I, too, welcome the bill, but I am concerned about its complexity. It has already been said that specialist crofting lawyers have warned the Rural Affairs, Climate Change and Environment Committee that the bill is unnecessarily complex and could create unintended consequences to add to those introduced by the 2010 act.
I heard what the minister said in his opening speech, but I urge him to get round the table with those who expressed those concerns and ensure that the stage 2 amendments deal with them. Perhaps he could include the bill team in those discussions, as well. There is no harm in testing and debating the bill, because it is in all our interests to get it right. Given the short consultation, I do not think that it would be remiss of us to do that.
I turn to some of the anomalies in the 2010 act that also need to be sorted out. I understand why those anomalies are not being sorted out in this bill, because it deals with an urgent issue, but they could become just as urgent.
It was recently brought to my attention that the bill will make it illegal for anyone other than the registered crofter to work their croft. The Crofters (Scotland) Act 1993 act stated:
“The crofter shall, by himself or his family, with or without hired labour, either or both (a) cultivate his croft; (b) put it to some other use, being a purposeful use, so that every part of the croft either is cultivated or is put to such use.”
The 2010 act amended that to say:
“A crofter must comply with each of the duties set out in subsection (2)”,
“the crofter (a) must (i) cultivate the croft”.
The unintended consequence of that is that the crofter can no longer cultivate the croft with the help of his family or indeed hired labour. That flies in the face of crofting, which is very much a family activity, and it misses the essence of crofting, which is normally carried out collectively in a community. That work has been restricted to just the crofter and not the family, community or indeed hired help, which has created an anomaly. It might not be policed or reported on, but there is an anomaly in the law.
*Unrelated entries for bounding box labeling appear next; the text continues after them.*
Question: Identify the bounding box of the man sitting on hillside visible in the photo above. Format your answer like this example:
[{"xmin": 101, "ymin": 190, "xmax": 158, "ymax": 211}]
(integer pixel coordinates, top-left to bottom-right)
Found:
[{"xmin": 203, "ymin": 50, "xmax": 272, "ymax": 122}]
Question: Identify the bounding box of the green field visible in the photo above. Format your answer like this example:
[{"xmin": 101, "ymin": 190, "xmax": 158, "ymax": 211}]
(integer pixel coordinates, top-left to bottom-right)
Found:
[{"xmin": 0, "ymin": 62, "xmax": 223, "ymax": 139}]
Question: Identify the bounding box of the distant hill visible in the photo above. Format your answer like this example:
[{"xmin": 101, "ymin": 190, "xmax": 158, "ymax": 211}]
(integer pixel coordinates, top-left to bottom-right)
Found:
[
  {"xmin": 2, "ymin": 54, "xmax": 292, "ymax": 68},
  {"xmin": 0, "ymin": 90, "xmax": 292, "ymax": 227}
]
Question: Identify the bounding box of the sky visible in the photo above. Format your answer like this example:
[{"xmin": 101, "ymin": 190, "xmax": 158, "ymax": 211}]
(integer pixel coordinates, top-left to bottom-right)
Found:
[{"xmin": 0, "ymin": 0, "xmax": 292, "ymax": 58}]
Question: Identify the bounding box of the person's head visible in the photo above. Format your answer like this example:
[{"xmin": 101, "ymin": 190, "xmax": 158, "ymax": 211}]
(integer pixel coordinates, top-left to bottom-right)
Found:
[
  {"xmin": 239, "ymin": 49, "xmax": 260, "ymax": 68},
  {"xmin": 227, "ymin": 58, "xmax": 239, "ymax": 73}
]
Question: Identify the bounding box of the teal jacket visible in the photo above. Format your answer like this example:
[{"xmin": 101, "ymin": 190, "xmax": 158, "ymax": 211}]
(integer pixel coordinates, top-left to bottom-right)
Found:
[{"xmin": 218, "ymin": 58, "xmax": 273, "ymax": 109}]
Others have mentioned other anomalies—Alex Fergusson might have already spoken about a very similar anomaly to the one that I am going to describe. I give the example of the crofter who has bought a croft, crofts the land, has a home and garden on that land and subsequently decides to sell the house and garden but keep the croft. The home and garden are not decrofted, but change hands. The new owner goes on to try to sell the house, only to discover that although he is the landlord of his home and garden, he is a tenant of the crofter—the original owner of the house. The new owner cannot apply to decroft, because he is the landlord, not the crofter. Such anomalies need to be sorted.
It is my view and certainly the view of others that elements of the 2010 act were simply not required. With regard to the use of grazings committees, the body that should organise collective working in a crofting township became the body that polices other crofters. That is a very difficult issue to deal with.
We need to look at the 2010 act and start to unpick it.